Dans la plaine de Persépolis, la pluviométrie est principalement marquée par une diminution des précipitations en direction du sud-est. M. Rosenberg, au cours d’une étude de l’environnement de la plaine, a dessiné une carte régionale de pluviométrie57 qui montre cette nette tendance à la diminution des précipitations vers le sud-est. La valeur moyenne annuelle de pluviométrie calculée à la station d’Ahmadabad/Dorudzan à partir des valeurs enregistrées entre les années 1961 et 200058 est de 448 mm. Au sud-est du lac Bakhtegan, à la station de Neyriz située à 200 km de Dorudzan, cette valeur est de 199 mm pour un intervalle de temps comparable compris entre 1964 et 2001. Enfin, à Marvdasht, soit à peu près au quart de la distance entre Dorudzan et Neyriz, cet indice est de 330 mm calculé sur 28 ans entre 1965 et 1984. La limite des 300 mm de pluies revêt une importance particulière dans les études concernant les climats iraniens car elle définit des domaines bioclimatiques différents, en dessous de 300 mm il s’agit de domaines arides où l’agriculture sèche est difficile59. Il existe plusieurs cartes synoptiques de répartition des pluviométries annuelles, mais elles sont toutes à l’échelle de l’Iran et ne permettent pas de définir précisément cette « limite » des 300 mm60. Les cartes qui définissent les zones présentant un bilan hydrologique annuel positif61 intègrent généralement le nord de la plaine dans les zones à bilan positif, le sud et la région de Shiraz affichant un bilan négatif62. La plaine de Persépolis peut donc se diviser en deux zones distinctes du point de vue des régimes de précipitation, une zone au sud-est de Marvdasht plus sèche et au nord une région plus arrosée. Toutefois, la prise en compte de la seule valeur de précipitation moyenne annuelle masque de fortes disparités de précipitation intra et interannuelles.
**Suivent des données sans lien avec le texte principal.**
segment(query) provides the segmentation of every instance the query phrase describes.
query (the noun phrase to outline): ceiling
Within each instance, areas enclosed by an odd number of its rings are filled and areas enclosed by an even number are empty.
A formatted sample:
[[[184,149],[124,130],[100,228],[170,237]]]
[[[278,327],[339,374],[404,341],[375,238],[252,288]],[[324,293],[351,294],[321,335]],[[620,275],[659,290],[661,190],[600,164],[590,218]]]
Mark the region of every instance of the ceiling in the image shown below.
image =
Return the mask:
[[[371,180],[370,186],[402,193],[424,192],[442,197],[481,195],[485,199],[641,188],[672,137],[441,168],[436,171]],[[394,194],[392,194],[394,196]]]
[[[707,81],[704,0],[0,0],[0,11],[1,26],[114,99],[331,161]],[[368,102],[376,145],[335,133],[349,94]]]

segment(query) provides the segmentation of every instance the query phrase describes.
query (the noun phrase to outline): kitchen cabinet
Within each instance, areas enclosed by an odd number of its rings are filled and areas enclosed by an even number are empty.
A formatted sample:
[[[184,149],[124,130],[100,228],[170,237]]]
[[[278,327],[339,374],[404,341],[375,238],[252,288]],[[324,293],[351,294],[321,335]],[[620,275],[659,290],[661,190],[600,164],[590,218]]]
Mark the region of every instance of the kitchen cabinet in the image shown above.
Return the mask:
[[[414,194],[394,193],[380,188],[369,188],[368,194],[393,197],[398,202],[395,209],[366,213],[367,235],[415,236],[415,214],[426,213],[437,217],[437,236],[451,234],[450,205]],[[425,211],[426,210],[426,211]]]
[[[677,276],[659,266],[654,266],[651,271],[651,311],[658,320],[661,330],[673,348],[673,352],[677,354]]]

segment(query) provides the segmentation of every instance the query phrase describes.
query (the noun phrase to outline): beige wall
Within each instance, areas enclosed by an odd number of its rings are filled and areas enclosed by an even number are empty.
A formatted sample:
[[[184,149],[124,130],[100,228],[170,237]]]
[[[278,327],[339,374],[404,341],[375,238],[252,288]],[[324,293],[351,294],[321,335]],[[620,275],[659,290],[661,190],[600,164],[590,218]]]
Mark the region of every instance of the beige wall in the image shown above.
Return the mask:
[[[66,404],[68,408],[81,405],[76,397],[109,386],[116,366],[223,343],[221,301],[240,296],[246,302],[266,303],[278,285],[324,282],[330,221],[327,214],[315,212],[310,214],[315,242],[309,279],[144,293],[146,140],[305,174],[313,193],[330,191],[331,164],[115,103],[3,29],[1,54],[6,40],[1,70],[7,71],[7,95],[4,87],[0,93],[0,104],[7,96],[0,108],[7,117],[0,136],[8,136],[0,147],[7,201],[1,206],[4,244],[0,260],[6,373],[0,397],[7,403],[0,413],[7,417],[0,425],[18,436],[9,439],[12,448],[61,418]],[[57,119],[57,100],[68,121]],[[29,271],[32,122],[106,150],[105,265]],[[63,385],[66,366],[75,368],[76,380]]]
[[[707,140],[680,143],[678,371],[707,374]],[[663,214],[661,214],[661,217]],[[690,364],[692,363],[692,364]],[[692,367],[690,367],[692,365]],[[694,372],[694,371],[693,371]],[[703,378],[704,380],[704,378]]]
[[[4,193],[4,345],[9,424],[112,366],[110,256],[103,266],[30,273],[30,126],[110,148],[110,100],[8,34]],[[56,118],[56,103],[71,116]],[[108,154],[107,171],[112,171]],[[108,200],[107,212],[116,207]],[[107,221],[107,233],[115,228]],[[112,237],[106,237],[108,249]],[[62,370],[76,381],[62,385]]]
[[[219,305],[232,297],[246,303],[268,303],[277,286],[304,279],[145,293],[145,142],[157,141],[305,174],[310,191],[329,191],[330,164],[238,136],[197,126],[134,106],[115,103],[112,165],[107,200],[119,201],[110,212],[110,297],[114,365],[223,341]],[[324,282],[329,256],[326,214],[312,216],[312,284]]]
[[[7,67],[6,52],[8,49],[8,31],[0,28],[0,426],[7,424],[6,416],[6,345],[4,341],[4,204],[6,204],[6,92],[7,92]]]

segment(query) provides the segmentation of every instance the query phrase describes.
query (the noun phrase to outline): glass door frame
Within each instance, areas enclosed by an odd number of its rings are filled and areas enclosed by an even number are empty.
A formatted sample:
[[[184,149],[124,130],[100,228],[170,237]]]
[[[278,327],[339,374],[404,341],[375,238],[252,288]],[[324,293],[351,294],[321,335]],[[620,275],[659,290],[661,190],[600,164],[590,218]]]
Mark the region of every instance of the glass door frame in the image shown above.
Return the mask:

Figure 2‑1 : Diagrammes ombrothermiques obtenus à partir des données enregistrées aux stations de Dorudzan et Neyriz
Figure 2‑1 : Diagrammes ombrothermiques obtenus à partir des données enregistrées aux stations de Dorudzan et Neyriz

En moyenne, les précipitations sont en effet très irrégulièrement espacées suivant les saisons. A Dorudzan, sur une année, les précipitations se répartissent de la manière suivante : 61% en hiver, 10% au printemps, 0,5% en été, 28,5% en automne. A Neyriz, les statistiques sont comparables : 66% en hiver, 9% au printemps, 1% en été, 24% en automne. Que ce soit au sud ou au nord de la plaine, le régime pluviométrique se caractérise par un déséquilibre, les précipitations se concentrant à 90% sur les saisons d’automne et d’hiver. Pour les deux stations, les diagrammes ombrothermiques (Fig. 2-1) font de plus apparaître que les précipitations sont essentiellement concentrées sur les quatre mois suivants : décembre, janvier, février et mars. Janvier correspond, dans les deux régions, au mois le plus humide. Cet important déséquilibre est caractéristique des climats semi-aride de type méditerranéen. Cette répartition peut avoir des conséquences sur l’agriculture où, pour la plupart des espèces cultivées, la croissance se fait durant le printemps et les récoltes au cours de l’été, les deux saisons étant ici marquées par la sécheresse. Elle permet cependant la culture sèche du blé d’hiver qui a besoin de beaucoup d’eau après avoir été semé.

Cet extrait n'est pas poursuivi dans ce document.